January 14, 2019
Science Applications International Corporation
12010 Sunset Hills Boulevard
Reston, Virginia 20190
RE: Science Applications International Corporation Third
Amended and Restated 2012 Long Term Performance Plan
Ladies and Gentlemen:
At your request, we have examined the Registration Statement on Form S-8 to be filed with the Securities and Exchange Commission in
connection with the registration under the Securities Act of 1933, as amended (the “Securities Act”), of an aggregate of 1,573,683 shares (the “Shares”) of the Common Stock, $0.0001 par value (the “Common Stock”), of Science Applications International
Corporation (the “Company”), which will be issuable from time to time under the Science Applications International Corporation Third Amended and Restated 2012 Long Term
Performance Plan (the “Plan”).
As your counsel in connection with the Registration Statement, we have examined originals or copies, certified or otherwise identified to
our satisfaction, of such documents, corporate records, certificates of public officials and other instruments as we have deemed necessary for the purposes of rendering this opinion and we are familiar with the proceedings taken and proposed to
be taken by the Company in with the authorization, issuance and sale of the Shares.
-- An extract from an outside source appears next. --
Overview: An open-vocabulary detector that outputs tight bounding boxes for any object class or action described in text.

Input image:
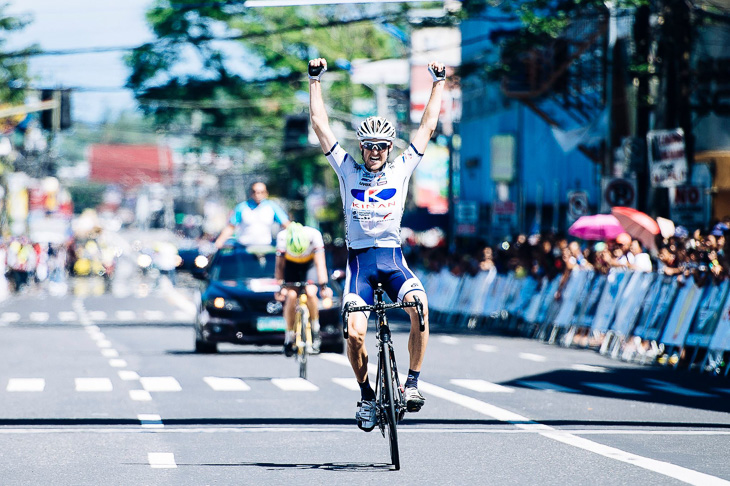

In our examination, we have assumed the genuineness of all signatures, the authenticity of all documents submitted to us as originals and the conformity with the
originals of all documents submitted to us as copies. This opinion letter is given, and all statements herein are made, in the context of the foregoing. For the purpose of the opinion rendered below, we have assumed that in connection with the
issuance of the Shares, the Company will receive consideration in an amount not less than the aggregate par value of the Shares covered by each such issuance.
Based upon and subject to the foregoing, it is our opinion that following (i) effectiveness of the Registration Statement, (ii) issuance
of the Shares pursuant to the terms of the Plan, and (iii) receipt by the Company of the consideration for the Shares specified in the applicable resolutions of the Board of Directors or a duly authorized committee thereof and the Plan, the
Shares will be validly issued, fully paid and nonassessable. The opinion expressed herein is limited to the General Corporation Law of the State of Delaware, the Delaware Constitution and reported judicial decisions interpreting those laws, each
as currently in effect.
This opinion letter has been prepared for use in connection with the Registration Statement. We assume no obligation to advise you of any changes in the
foregoing subsequent to the effective date of the Registration Statement.